Controversy surrounds Comox’s serene Mack Laing Nature Park

This is the beautiful view from Mack Laing's final home, Shakesides

This is the beautiful view from Mack Laing’s final home, Shakesides

I have come away from Comox’s serene Mack Laing Nature Park conflicted, to say the least.

We recently enjoyed a visit to this tranquil refuge stretching along Comox Bay, where early Spring sunshine filtered through tender green leaves and blooming lilac, splashed against the huge abandoned vegetable garden, infused Laing’s two former homes with a soft light. It is those beautiful old structures that have left me arguing with myself about what their future should entail.

The ghost of Mack Laing lingers in Shakesides, his final home and one of the two he built that is slated for demolition

The ghost of Mack Laing lingers in Shakesides, his final home and one of the two he built that is slated for demolition

Hamilton Mack Laing was an internationally-renowned artist, naturalist and ornithologist who purchased several acres along Comox Bay in 1922.  He developed a thriving nut farm and lived a simple life, collecting specimens for museums and harvesting much of his food from the woods and waters that surrounded him. He wrote copious numbers of feature articles for nature publications, developed relationships with other artists and naturalists, and has been described as the forgotten Roderick Haig-Brown (also unknown to most for his conservation work and writings).

Laing eventually sold off some of his holdings, which he originally purchased for $150 an acre, and ended up with several acres of sweeping waterfront featuring wind-blown sea grass, tidal flats and saltwater marsh. In the 1970s, well before his death in 1982 at age 99, Mack Laing donated the property and the last of the two homes he had built there to the town of Comox.  Apparently he had hopes that at least one of the houses would be used as a natural history museum.  To ensure that his wishes would be honoured he bequeathed $55,000 to the township upon his death in 1982, with the stipulation that it be invested in order to fulfill his wishes for the property.

Baybrook, Laing's first home, sold off after his wife died of cancer. The memories of their happy years together there were apparently too much for him to bear.
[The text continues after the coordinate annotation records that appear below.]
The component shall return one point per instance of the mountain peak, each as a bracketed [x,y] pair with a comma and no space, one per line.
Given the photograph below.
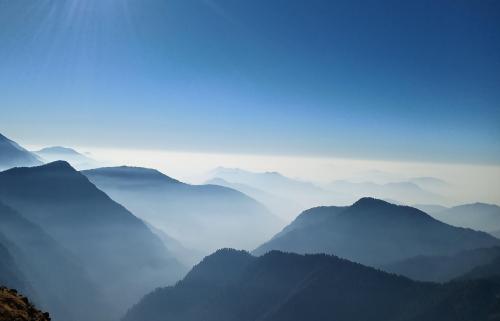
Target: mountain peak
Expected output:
[59,165]
[130,172]
[370,202]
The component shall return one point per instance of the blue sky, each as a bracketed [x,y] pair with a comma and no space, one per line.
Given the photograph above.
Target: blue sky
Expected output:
[394,80]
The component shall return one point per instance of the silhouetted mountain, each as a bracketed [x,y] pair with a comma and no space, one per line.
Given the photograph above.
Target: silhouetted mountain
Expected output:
[489,271]
[235,286]
[297,192]
[477,216]
[404,192]
[76,159]
[186,256]
[13,155]
[15,307]
[121,255]
[374,232]
[443,268]
[50,270]
[430,208]
[10,274]
[285,208]
[202,217]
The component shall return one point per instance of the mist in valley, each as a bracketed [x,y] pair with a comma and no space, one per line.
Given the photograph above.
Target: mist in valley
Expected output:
[264,160]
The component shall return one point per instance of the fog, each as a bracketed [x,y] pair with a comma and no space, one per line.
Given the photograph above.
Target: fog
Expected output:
[465,182]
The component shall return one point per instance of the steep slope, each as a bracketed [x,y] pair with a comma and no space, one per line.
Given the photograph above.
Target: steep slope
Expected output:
[202,217]
[234,286]
[13,155]
[443,268]
[489,270]
[122,256]
[477,216]
[50,269]
[10,274]
[374,232]
[76,159]
[404,191]
[15,307]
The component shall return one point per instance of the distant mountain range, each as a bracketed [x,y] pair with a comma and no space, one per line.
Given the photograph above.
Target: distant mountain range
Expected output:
[76,159]
[300,194]
[477,216]
[375,233]
[286,208]
[202,217]
[402,192]
[235,286]
[271,188]
[122,257]
[13,155]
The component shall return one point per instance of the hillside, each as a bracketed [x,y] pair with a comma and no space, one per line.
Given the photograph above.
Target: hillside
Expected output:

Baybrook, Laing’s first home, sold off after his wife died of cancer. The memories of their happy years together there were apparently too much for him to bear. Built in 1923 from a house kit, it is also slated for demolition

The house was not maintained, and early this year the Comox council voted in favour of tearing down both houses, which have been vacant for years. There has been much controversy over the decision, and much bitterness amongst Comox residents as to what should happen and what the house should be used for, if at all.  Which….is why I am conflicted.

These days when you visit Mack Laing Nature Park there is nothing but the soft sigh of the wind, calls of bald eagles and pileated woodpeckers. The ghost of Mack Laing lingers in Shakesides, his final home – he lived independently until his dying day and although access to the home is blocked you can still see remnants of his life through the windows. The huge lilac continues to thrive, part of his woodpile remains out back. There is/was a massive vegetable garden, still protected by high deer fence but growing little but horsetails these days. Look around and you see the signs of a life that was well, but simply, lived.

This memorial cairn was erected in the park by friends of Laing after his death in 1982.

This memorial cairn was erected in the park by friends of Laing after his death in 1982.

The park also features meandering trails and all manner of flora and fauna, enhanced by large picture boards. A productive salmon stream bisects the property. There is a commemorative cairn in honour of Laing.  A wander to the waterfront offers vistas of mountains, glacier, the town of Comox and Comox Bay.  There are a couple of benches and a short boardwalk, maybe a couple of other visitors but essentially, the place is much like it must have been when Laing first saw it almost a century ago. Quiet, peaceful, with nothing but the sounds of the natural world to enhance a soul-reviving experience.  Sit in the sunshine on one of those benches and you come away a changed person.

 Information boards about the flora and fauna of the site make this a true nature park - an excellent but unobtrusive addition

Information boards about the flora and fauna of the site make this a true nature park – an excellent but unobtrusive addition

So, my question is this: although it appears that Mack Laing’s wishes will not be fulfilled, would he be so upset about it?  While we abhor the destruction of anything that has an historical footnote and we certainly don’t advocate flying in the face of final wishes, I find myself wondering how distressed he would be.  The property is safe from development and will, house or no house, be preserved as a calm natural oasis for humans and wildlife. Perhaps that is going to have to be enough; at the very least, it is something.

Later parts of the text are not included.